Cynthia, I’m praying for you and hoping the days ahead feel lighter. You are precious! It was so encouraging to see that God used my words to bring you some peace even though some days it feels I am not capable of being used. Sending love. <3
Dear Abbie (ha ha I’ve always wanted to write that), thank you for sharing this piece with us. As someone who is older than you (not necessarily wiser) and practiced in the art of self-care/love, I read your blog as a reminder. Again. It makes no difference knowing to practice the points you share here, what does matter is to keep practicing because it’s the action taken that will make the difference.

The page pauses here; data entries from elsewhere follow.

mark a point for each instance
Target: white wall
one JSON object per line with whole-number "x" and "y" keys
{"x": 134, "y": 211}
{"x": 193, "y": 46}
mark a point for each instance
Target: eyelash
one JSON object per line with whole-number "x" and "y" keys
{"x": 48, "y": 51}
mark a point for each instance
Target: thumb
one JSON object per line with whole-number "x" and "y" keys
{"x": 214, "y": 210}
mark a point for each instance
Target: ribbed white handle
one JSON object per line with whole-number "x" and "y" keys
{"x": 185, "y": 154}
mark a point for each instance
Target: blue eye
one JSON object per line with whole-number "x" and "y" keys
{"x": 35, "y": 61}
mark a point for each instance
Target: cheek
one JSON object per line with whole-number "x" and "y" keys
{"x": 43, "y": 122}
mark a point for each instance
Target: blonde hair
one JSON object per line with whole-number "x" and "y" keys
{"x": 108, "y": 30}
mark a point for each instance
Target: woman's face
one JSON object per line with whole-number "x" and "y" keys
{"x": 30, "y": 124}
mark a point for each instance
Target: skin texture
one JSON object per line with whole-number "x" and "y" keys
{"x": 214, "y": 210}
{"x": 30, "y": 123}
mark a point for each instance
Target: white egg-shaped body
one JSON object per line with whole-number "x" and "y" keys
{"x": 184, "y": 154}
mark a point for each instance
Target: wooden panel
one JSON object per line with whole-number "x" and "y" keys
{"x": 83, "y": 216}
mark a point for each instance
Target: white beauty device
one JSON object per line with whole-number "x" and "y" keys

Thank you for the reminder Abbie!
Dear Lisa, thank you for your encouraging words. <3 thank you for the reminder to keep practicing! sometimes i forget. practice makes perfect- or, in this case, maybe practice helps us accept our imperfectness? :)
Oh gosh – I just love this. This post really speaks to me. Thank you for sharing it. :)
thanks so much Stephanie :) i’m really glad to hear that.
I’m just need to say that I loved loved your article! “It’s been a rough year. It’s the same story with many people I talk to: feeling lost, or sad, or down, or just quiet – feeling like taking our outstretched arms, wrapping them around our weary bodies and hibernating for a long, long time. ” = <3
Thank you for writing this!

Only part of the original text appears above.